Это был Либер-Меер, служка при склепе, тот самый, который всегда, и зимой и летом, находится на кладбище и которого с утра и до ночи можно было застать здесь. Рано утром он прибегал сюда, вечером уходил, держа под мышкой какой-нибудь фолиант. Это был низкого роста полноватый человек, со смуглым лишенным растительности бабьим лицом; несколько седых волосков росли у него на подбородке, будто лишь для того, чтобы он в свободное время мог их покусывать. На кончике его носа торчали очки, и своими серыми близорукими глазами, привыкшими к темноте, он всегда настороженно, словно сова, глядел поверх стекол. Его засаленный, покрытый жирными пятнами лапсердак был несколько раз опоясан кушаком, концы которого висели на животе.

Как только Мойше оказался перед Либером-Меером, тот сразу же вскочил и отложил толстую книгу, которую всегда читал, когда не было работы — когда на кладбище никто не отмечал годовщины смерти родных или близких и никто никого не оплакивал и Либеру-Мееру не надо было писать записки и зажигать лампадки.

Он сразу же узнал Мойше, потому что знал всех в городе, и, даже не спрашивая, зачем Мойше пришел, тут же начал хлопотать у одной из лампадок — торопливо налил масла из бутылки, по близорукости перелив за край, и, наконец, зажег.
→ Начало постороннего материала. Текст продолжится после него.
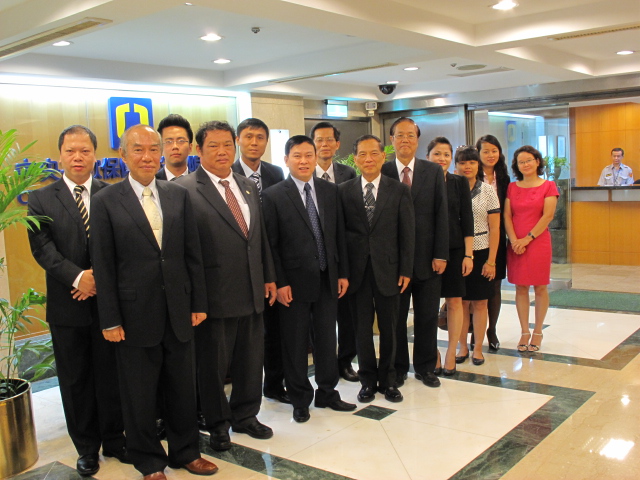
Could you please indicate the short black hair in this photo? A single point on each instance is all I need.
(253, 123)
(175, 120)
(536, 154)
(404, 119)
(617, 149)
(468, 153)
(362, 139)
(297, 140)
(211, 126)
(436, 141)
(336, 132)
(75, 129)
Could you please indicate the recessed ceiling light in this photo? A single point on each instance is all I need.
(211, 37)
(504, 5)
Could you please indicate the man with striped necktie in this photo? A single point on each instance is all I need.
(85, 362)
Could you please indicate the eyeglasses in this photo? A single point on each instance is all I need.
(410, 136)
(180, 142)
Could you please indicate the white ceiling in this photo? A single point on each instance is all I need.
(158, 41)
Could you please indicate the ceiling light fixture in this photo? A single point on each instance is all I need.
(211, 37)
(504, 5)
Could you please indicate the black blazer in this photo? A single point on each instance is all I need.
(140, 284)
(270, 174)
(429, 195)
(60, 247)
(390, 239)
(460, 210)
(293, 244)
(236, 268)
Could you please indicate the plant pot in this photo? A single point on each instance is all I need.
(18, 444)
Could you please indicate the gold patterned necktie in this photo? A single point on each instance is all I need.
(153, 214)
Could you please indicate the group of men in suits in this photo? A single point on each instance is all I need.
(188, 272)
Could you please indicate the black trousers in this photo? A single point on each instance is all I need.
(364, 302)
(298, 320)
(87, 374)
(234, 345)
(142, 369)
(273, 368)
(426, 304)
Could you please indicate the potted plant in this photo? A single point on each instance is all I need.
(18, 446)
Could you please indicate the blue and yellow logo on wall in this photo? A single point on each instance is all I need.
(125, 112)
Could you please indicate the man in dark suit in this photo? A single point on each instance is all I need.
(380, 228)
(148, 269)
(239, 276)
(305, 225)
(429, 195)
(253, 135)
(177, 141)
(327, 140)
(85, 362)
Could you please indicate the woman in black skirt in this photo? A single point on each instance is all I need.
(486, 228)
(460, 261)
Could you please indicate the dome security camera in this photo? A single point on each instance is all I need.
(387, 89)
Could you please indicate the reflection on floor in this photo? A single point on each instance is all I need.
(570, 412)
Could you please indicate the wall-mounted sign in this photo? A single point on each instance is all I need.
(125, 112)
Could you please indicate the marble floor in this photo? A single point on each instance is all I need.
(569, 412)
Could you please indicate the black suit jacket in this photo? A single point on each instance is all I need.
(293, 244)
(429, 195)
(60, 247)
(141, 285)
(270, 174)
(236, 268)
(390, 239)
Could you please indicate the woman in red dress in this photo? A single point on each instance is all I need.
(529, 208)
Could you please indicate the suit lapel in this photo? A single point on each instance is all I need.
(131, 204)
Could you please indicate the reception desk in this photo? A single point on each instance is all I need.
(605, 225)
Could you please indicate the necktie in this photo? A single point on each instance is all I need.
(256, 178)
(405, 176)
(369, 202)
(153, 214)
(78, 189)
(234, 206)
(315, 224)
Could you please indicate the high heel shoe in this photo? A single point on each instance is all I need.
(533, 347)
(523, 346)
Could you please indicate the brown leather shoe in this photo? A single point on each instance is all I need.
(201, 466)
(155, 476)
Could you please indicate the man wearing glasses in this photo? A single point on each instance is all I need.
(177, 139)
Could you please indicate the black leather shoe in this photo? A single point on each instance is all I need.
(87, 465)
(429, 379)
(119, 453)
(392, 394)
(254, 429)
(282, 397)
(337, 405)
(366, 394)
(462, 358)
(220, 440)
(349, 374)
(301, 415)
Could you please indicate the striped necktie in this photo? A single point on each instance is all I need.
(78, 189)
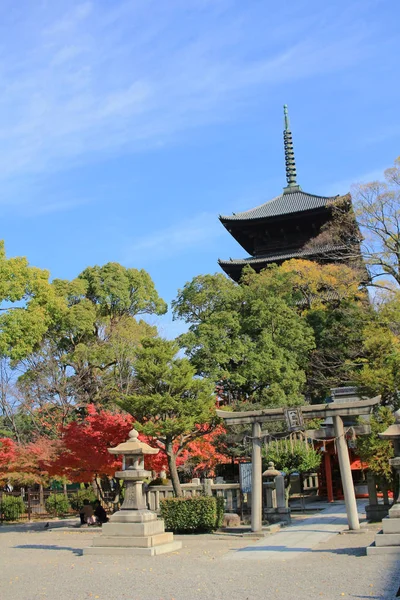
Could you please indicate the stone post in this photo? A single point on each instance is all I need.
(345, 473)
(256, 480)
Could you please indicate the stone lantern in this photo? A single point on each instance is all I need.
(133, 474)
(134, 529)
(388, 540)
(275, 509)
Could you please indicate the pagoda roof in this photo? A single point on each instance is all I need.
(233, 267)
(286, 203)
(282, 256)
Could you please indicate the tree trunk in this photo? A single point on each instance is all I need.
(176, 484)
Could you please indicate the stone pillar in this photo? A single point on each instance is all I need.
(345, 473)
(280, 491)
(328, 475)
(256, 480)
(372, 495)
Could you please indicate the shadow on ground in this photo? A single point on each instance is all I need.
(76, 551)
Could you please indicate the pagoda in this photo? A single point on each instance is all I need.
(283, 227)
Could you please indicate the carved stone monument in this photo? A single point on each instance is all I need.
(387, 541)
(134, 529)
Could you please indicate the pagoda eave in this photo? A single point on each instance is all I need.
(233, 267)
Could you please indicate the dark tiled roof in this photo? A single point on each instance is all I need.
(270, 258)
(290, 202)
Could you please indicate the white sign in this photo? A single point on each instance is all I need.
(245, 477)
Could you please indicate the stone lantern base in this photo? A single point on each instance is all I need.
(133, 532)
(387, 541)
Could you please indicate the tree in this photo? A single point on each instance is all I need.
(367, 233)
(26, 464)
(84, 455)
(170, 405)
(27, 304)
(245, 337)
(87, 354)
(375, 451)
(377, 207)
(379, 366)
(334, 303)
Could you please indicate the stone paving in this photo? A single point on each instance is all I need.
(48, 564)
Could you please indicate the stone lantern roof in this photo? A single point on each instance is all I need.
(133, 446)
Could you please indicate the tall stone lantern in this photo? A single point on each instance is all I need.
(387, 541)
(134, 529)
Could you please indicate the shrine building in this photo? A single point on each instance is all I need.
(282, 228)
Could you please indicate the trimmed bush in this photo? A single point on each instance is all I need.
(11, 508)
(190, 515)
(77, 499)
(57, 505)
(159, 481)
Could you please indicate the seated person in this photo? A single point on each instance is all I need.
(100, 513)
(87, 514)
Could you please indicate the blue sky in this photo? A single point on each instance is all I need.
(127, 126)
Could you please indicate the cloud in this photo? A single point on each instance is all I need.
(174, 240)
(344, 186)
(90, 79)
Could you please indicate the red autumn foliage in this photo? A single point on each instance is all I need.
(85, 446)
(81, 452)
(27, 464)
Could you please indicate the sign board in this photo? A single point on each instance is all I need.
(294, 419)
(245, 477)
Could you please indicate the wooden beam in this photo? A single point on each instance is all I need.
(310, 411)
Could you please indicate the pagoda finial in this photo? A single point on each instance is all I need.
(289, 155)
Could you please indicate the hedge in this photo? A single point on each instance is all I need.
(77, 499)
(57, 505)
(11, 508)
(193, 514)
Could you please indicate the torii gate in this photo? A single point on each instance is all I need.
(336, 410)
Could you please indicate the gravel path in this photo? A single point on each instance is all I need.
(48, 564)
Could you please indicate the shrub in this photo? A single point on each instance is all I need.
(11, 508)
(77, 499)
(57, 505)
(189, 515)
(159, 481)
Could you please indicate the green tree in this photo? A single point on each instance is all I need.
(246, 337)
(379, 367)
(375, 451)
(170, 405)
(334, 303)
(28, 305)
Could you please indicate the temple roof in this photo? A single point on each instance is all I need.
(282, 256)
(288, 202)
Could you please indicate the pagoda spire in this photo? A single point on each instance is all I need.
(290, 163)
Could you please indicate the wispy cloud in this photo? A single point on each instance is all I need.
(90, 79)
(184, 236)
(343, 186)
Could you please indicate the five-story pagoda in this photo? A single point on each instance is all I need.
(283, 227)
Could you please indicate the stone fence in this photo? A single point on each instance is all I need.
(230, 491)
(234, 500)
Пока Либер-Меер возился у плошки, Мойше молча стоял перед ним. Могила цадика, как и все вокруг, была залита маслом, покрытые пятнами доски на могиле жирно блестели; между досками были широкие щели, куда в течение многих лет засовывали записки; многие из них торчали наружу.

Либер-Меер сделал несколько шагов назад, отошел к стене и снова взялся за книгу, Мойше начал читать псалмы. Он читал долго и горячо, и слова их напоминали о человеческой греховности и слабости, о бренности и ничтожности сего мира, о неизбежности конца: «Ибо беззакония мои превысили голову мою, как тяжкое бремя отяготели на мне… Вот, Ты дал мне дни, как пяди, и век мой, как ничто перед Тобой. Подлинно, совершенная суета — всякий человек живущий». Мойше забыл обо всем, казалось, он слился со словами, их поток нес его, печаль и вера все сильнее овладевали им — больше печаль, чем вера… Слезы лились из глаз, и так он был захвачен, что громко всхлипывал, охваченный жалостью к себе.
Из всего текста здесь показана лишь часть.